Als Röttgen in der Sackgasse war
Dann wäre da noch Norbert Röttgen, über den wir an dieser Stelle erst kürzlich berichtet hatten. Auch er ist wie Merz nicht unbedingt ein Freund der Kanzlerin, sondern wird sich eher als ein Geschädigter Merkels sehen. Sie hat ihn damals als Umweltminister vom Feld genommen, als er die Wahl in NRW vergeigte, die Sache mit der Kandidatur und der Rückfahrkarte ist bekannt und erzählt. Er machte kürzlich keine gute Figur, als er bei Anne Will über Thüringen und den Unvereinbarkeitsbeschluss der CDU was die Linke angeht redete und redete und wohl nicht merkte, dass er sich in einer Sackgasse befand. Röttgen ist eigentlich ein guter Diskutant, der überlegt formuliert. Aber dass die CDU auch über 30 Jahre nach dem Fall der Mauer und 30 Jahre nach dem Ende der DDR immer noch Schluckbeschwerden bekommt, wenn sie über den längst toten Kommunismus diskutiert, dies konnte auch der ansonsten beredte CDU-Außenpolitiker Röttgen auch nicht überzeugend erklären. Dazu dann noch die Sache mit Putin, mit dem man nicht Freund sein muss, mit dem man aber Politik betreiben muss, will man was gestalten. Ohne Russland wird es nicht gehen, wird es keine Lösung in Syrien geben. Was wäre erreichbar gewesen, wären die Politiker im Westen von ihrem hohen Ross des Siegers auf den Verlierer in Moskau zugegangen und hätten ihm die Hand gereicht. Letzteres ist nicht von mir, sondern stammt aus dem Mund des langjährigen deutschen Außenministers Hans-Dietrich Genscher.

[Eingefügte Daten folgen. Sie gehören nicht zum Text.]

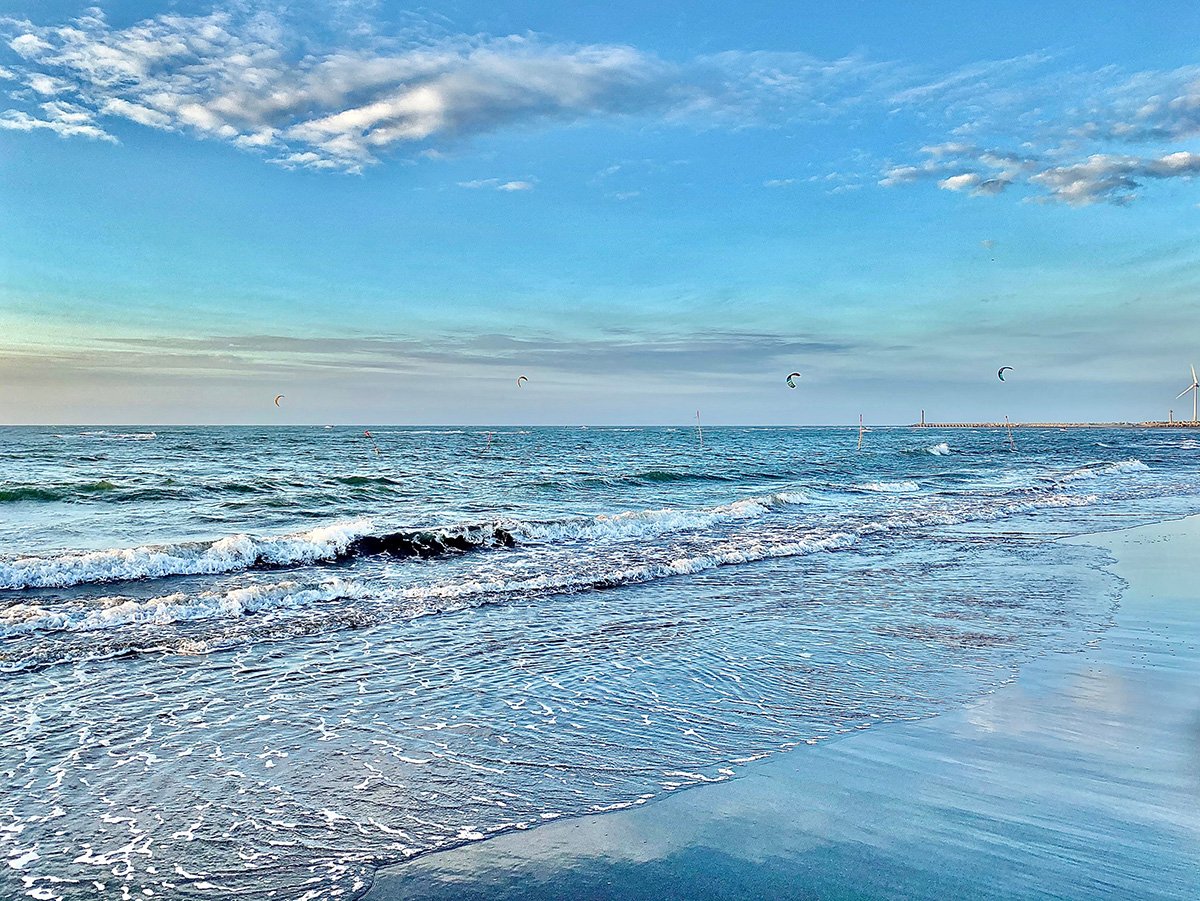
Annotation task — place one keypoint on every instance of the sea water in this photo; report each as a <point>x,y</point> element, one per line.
<point>263,662</point>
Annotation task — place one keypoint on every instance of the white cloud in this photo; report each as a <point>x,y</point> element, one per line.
<point>261,85</point>
<point>965,181</point>
<point>497,185</point>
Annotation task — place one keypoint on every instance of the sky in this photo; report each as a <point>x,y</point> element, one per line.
<point>389,215</point>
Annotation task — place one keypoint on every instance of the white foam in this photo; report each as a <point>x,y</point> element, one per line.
<point>648,523</point>
<point>889,487</point>
<point>227,554</point>
<point>119,612</point>
<point>747,551</point>
<point>1098,470</point>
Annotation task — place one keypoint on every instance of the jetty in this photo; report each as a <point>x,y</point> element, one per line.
<point>1168,424</point>
<point>1056,425</point>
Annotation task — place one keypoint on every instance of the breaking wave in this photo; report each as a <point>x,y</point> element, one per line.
<point>1096,470</point>
<point>349,540</point>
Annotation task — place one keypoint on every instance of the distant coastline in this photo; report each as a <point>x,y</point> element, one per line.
<point>1187,424</point>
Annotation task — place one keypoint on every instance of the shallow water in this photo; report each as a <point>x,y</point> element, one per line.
<point>263,662</point>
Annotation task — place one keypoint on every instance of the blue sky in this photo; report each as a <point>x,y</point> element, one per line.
<point>389,215</point>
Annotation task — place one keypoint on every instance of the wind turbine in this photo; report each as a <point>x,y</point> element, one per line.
<point>1194,388</point>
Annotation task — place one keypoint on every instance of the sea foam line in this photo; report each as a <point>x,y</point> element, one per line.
<point>357,538</point>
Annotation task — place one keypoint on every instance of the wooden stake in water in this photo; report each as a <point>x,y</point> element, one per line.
<point>367,434</point>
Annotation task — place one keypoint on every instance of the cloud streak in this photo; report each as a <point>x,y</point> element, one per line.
<point>246,80</point>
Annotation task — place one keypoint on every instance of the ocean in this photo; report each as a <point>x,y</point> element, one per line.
<point>264,662</point>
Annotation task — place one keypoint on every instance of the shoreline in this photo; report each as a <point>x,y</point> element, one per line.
<point>1080,779</point>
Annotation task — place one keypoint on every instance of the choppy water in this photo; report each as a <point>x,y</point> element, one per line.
<point>262,662</point>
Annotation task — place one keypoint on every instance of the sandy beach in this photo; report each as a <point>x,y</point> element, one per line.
<point>1079,780</point>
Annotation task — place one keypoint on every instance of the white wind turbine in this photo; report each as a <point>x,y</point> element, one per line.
<point>1194,388</point>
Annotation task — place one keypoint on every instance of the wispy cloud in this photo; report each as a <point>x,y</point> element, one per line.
<point>252,82</point>
<point>1025,125</point>
<point>1075,138</point>
<point>498,185</point>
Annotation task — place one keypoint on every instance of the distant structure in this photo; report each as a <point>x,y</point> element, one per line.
<point>1194,388</point>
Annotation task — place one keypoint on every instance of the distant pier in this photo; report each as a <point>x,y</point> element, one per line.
<point>1176,424</point>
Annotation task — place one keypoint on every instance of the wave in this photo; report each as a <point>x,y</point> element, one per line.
<point>117,612</point>
<point>120,612</point>
<point>349,540</point>
<point>124,612</point>
<point>1096,470</point>
<point>900,487</point>
<point>46,493</point>
<point>106,436</point>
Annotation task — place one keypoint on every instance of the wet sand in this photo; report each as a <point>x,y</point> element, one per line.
<point>1080,780</point>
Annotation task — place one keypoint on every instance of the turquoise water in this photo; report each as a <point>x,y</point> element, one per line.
<point>265,661</point>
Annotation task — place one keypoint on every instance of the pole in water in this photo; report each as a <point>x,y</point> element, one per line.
<point>367,433</point>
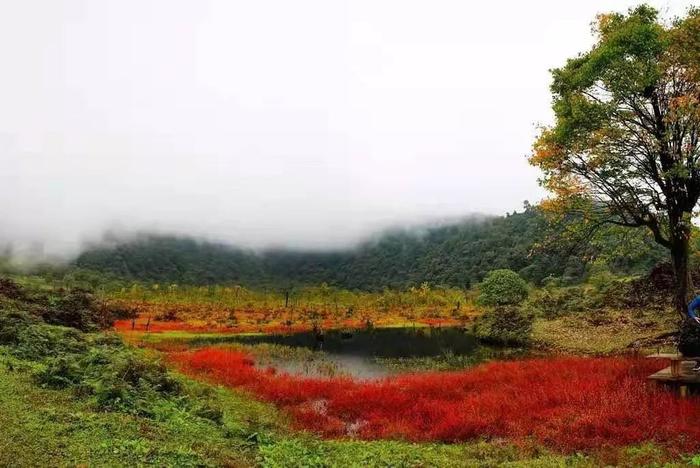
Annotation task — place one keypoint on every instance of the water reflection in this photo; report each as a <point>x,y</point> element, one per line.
<point>376,353</point>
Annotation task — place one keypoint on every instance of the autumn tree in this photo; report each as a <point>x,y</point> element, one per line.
<point>623,149</point>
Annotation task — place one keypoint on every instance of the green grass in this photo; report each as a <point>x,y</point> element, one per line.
<point>53,428</point>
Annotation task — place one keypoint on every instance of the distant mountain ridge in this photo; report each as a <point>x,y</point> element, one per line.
<point>455,255</point>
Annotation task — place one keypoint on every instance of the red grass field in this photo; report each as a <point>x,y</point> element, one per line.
<point>565,403</point>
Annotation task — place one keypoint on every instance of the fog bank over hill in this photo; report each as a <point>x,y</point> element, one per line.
<point>59,246</point>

Der Wettstreit werde der Partei guttun, hat Merz gesagt. Ob er selber vornehm mit Samthandschuhen arbeitet oder eher im Stile eines Verlierers um sich keilt, gestern schien sich eher die zweite Variante anzubahnen. Schaun wir mal, wie die Stimmung nach dem Sonderparteitag der CDU ist, wenn Sieger und Verlierer feststehen. Denn die wird es geben. So oder so. Die Krise der CDU wird dann nicht auf einen Schlag vorbei sein, zumal mit den Aufräumarbeiten innerhalb der Partei erst noch begonnen wird. Der neue Kopf bestimmt den Kurs. Fragt sich nur, ob alle mitmachen. Wie heißt es doch: die Steigerung von Feind ist der Parteifreund.